APP- All Purpose Pesto (Bitter green pesto)

Living in a home where everyone in the household needs or wants to eat something different on a daily basis can be a daunting task. Making sure all meals are healthy(-ish) is just as difficult. Using all the greens that come in your weekly share is tricky… now, really, how many greens can you eat in a day and how many ways can you prepare them?
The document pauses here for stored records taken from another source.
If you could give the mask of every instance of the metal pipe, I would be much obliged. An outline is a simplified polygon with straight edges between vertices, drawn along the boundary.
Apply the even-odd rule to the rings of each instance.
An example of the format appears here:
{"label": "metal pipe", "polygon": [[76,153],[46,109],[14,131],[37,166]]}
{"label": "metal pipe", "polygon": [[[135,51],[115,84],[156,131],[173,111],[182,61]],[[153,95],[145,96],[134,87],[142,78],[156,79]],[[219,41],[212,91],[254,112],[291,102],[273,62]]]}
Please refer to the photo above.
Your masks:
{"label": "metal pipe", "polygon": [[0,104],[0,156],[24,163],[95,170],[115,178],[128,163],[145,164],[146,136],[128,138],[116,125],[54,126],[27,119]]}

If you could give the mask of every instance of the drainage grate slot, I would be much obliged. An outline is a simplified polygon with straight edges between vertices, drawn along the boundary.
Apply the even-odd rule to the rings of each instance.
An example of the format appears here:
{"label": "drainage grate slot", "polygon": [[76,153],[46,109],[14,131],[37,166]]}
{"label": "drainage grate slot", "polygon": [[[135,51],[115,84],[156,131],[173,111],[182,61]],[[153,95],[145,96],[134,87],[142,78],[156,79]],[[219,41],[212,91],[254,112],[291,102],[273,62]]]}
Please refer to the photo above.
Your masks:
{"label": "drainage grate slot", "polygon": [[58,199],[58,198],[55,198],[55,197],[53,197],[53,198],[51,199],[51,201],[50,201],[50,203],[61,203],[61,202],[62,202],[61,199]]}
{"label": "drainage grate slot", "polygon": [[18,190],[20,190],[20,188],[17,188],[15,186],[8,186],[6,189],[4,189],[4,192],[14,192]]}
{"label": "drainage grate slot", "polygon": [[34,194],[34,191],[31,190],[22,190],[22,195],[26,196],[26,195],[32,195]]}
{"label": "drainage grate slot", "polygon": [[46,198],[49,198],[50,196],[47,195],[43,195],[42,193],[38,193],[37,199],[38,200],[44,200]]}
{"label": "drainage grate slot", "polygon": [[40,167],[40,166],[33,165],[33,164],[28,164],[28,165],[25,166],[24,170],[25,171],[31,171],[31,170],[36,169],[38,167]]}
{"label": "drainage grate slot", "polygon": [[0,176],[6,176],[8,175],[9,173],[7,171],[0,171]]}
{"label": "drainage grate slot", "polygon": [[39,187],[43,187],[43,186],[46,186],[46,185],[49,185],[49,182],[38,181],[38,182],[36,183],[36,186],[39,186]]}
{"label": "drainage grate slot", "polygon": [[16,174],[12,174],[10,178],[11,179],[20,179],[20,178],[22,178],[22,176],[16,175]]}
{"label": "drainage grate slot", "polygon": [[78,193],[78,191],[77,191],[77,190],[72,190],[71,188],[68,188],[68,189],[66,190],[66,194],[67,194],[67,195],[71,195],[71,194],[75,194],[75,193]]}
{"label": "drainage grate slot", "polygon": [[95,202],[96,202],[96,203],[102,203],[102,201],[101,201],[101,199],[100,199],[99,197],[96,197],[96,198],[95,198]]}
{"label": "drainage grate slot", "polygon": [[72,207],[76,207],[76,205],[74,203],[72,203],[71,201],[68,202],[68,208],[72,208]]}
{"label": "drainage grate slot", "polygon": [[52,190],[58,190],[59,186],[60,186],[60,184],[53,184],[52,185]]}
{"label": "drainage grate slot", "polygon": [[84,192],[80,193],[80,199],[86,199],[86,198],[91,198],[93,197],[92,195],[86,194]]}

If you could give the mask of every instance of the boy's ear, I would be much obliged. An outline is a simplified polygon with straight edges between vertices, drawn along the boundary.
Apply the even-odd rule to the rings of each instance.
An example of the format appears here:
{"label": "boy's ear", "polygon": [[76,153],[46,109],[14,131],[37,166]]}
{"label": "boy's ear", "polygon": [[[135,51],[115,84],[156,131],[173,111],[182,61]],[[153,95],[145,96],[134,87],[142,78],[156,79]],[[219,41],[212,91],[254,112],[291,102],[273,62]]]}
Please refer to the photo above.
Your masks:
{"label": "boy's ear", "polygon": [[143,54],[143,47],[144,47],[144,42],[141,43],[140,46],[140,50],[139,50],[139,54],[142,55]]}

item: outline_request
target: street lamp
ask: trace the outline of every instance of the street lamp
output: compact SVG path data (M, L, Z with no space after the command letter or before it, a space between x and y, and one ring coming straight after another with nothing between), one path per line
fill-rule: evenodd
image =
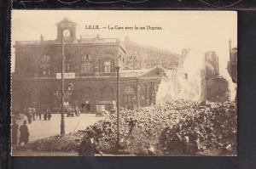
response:
M116 108L117 108L117 118L116 118L116 124L117 124L117 145L119 143L119 66L116 67L117 72L117 95L116 95Z
M70 31L68 30L62 31L61 36L61 135L65 134L65 122L64 122L64 102L65 102L65 90L64 90L64 59L65 59L65 48L64 48L64 40L65 37L70 36Z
So, this week’s CSA share included red mustard greens, mizuna, garlic scape and shallot flowers etc. Mizuna is an Asian mustard green that can be used in stir fry or eaten raw in salad.  Mizuna is almost always found in the swap box. People don’t like it or just don’t know to use it.

 

I have learned  to appreciate the art of pesto making  through my weekly share of the many bitter greens.  Pesto can come in many forms, but it’s usually basil  pulsed in a food processor with garlic, nuts, EVOO and Parmesan cheese. I make pesto with whatever greens I have at home and use it in pastas, rice, ground turkey and now….chicken curry. I usually don’t add nuts or cheese because that can’t cause it go rancid quicker. If I want cheese or nuts in pesto, I can always add later. You can make YOUR own rules around food, it’s what works for you and your family. Cooking should not be a task that becomes burdensome. If you have it at home, you can make into something delicious. All you need is a stocked spice box. The right spices can transform any dish.

Bitter Green Pesto

Ingredients:

  • 2 bunches of mizuna
  • 5-6 pieces of red mustard greens
  • garlic scapes (2-3 stalks)
  • salt to taste
  • EVOO
  • chili pepper( jalapeño or other preferred) optional

Instructions:

  1. Chop off the ends of the mizuna bunch, maybe 1-2 inches from root end.
  2. Wash mizuna, red mustard greens( 5-6 pieces) , and garlic scape(2-3) . Vegetables from local organic CSA shares are the healthiest and tastiest but can also be dirtiest. Welcome to the CSA life.. lots of dirt!
  3.  In a food processor, place mizuna, drizzle EVOO as you process the mizuna, then slowly add the mustard greens, garlic scapes, 1 tsp of salt( to taste, you can always add more later), pepper. If you want extra heat( I always do), add a chili pepper, you could add half a jalapeño. Go as mild or as bold as you like…
  4. Pulse in the processor ensuring it has a pesto consistency, drizzling in olive oil as needed( approx. 3/4 cup).

This will yield you maybe a 1.5 cups of pesto. You could add mint or cilantro to this making it even more aromatic and flavorful. I use it if i have it.